Nadie es una sola persona; somos muchos; somos otro. Es a partir de esta premisa que numerosos escritores han abordado el conflicto de la identidad: el conflicto de esa miríada de personalidades que habitan nuestro interior, y que se muestran u ocultan dependiendo del lugar y contexto donde se ubique ese envase contenedor, único e indivisible, al que llamamos cuerpo. Podríamos remitirnos inmediatamente a conceptos milenarios como el de la “Santísima Trinidad” –en el que tres entidades diferenciadas la una de la otra son al mismo tiempo un sólo ser– sin embargo, si repasamos tan solo los últimos dos siglos de creación literaria podemos encontrar que, dentro del océano inagotable de novelas y ensayos, la disociación de la psique humana mediante el enfrentamiento de cuerpos iguales con mentalidades diferentes se resume en tres obras magnas: Poe, con su cuento William Wilson; Dostoievsky, con su novela El doble; y finalmente José Saramago, con su novela El hombre duplicado.

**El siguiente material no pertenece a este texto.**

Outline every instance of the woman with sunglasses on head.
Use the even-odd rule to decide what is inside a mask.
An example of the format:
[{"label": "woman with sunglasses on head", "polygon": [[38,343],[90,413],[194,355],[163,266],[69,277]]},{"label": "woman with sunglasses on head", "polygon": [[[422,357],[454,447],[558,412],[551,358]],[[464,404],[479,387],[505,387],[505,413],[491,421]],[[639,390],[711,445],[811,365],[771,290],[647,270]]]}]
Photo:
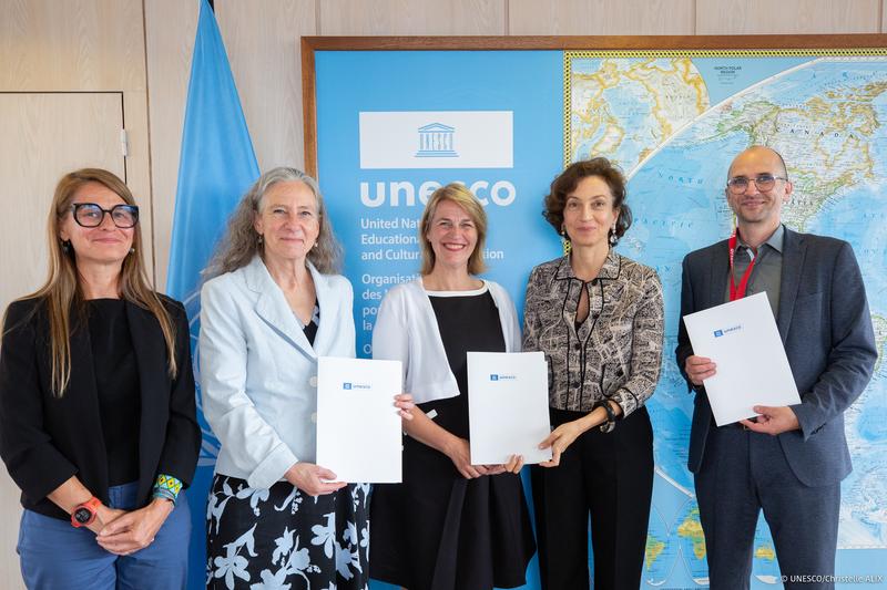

Un profesor de historia –humano gris y pusilánime donde los haya– descubre en una película a un actor que es físicamente idéntico a él. Obsesionado por esa casualidad que le da un sentido adicional a su vida más allá de la rutina de dar clases y copular mecánicamente con su novia, el profesor decide rastrear el paradero del actor –hombre imponente, perverso y de personalidad magnética– sin anticipar que el encuentro de ambos desatará una incontrolable red de deseos fundamentada en las posibilidades de la más perfecta mimetización.
Es el deseo el motor principal de la maquinaria que Villeneuve pone en marcha. Deseo que parte de la generalizada fantasía humana de ser alguien más, y así, desde la omnipotencia de aquel que se mantiene irreconocible bajo un disfraz, experimentar de forma irrestricta vidas que nos son ajenas; apropiarnos de posesiones que jamás tendremos a nuestro alcance; o conseguir el aplomo y la libertad para hacer lo que nos venga en gana, sin la necesidad de mantener ese rutinario juego de máscaras al que llamamos corrección social. Una vez más nos encontramos con la ironía de descubrir al disfraz como un catalizador de nuestro verdadero yo.
Villeneuve y su fotógrafo, el quebequés Nicolas Bolduc, colorean la historia de Saramago con intensos filtros amarillos que desplazan el sentido de realidad del espectador, y permiten la introducción de vistosas secuencias oníricas que se funden con el relato y lo transforman en una experiencia que debe interpretarse a partir de códigos metafóricos –algunos muy evidentes, como la materialización de los celos en la forma de una araña gigantesca que termina por devorarlo todo al más puro estilo de Louise Bourgeois; y otros meramente introducidos para provocar un interés tramposo en el espectador, como la llave que proporciona acceso a ese club erótico perturbador pero intrascendente–.
Por momentos Enemy se siente más como un ejercicio fílmico que como una obra terminada, sin embargo el oficio de Villeneuve y la impecable interpretación de Gyllenhaal la convierten en una pieza que merece verse: un entremés que abre la discusión sobre la prisión de las apariencias que debemos mantener y sobre nuestros más renegridos deseos.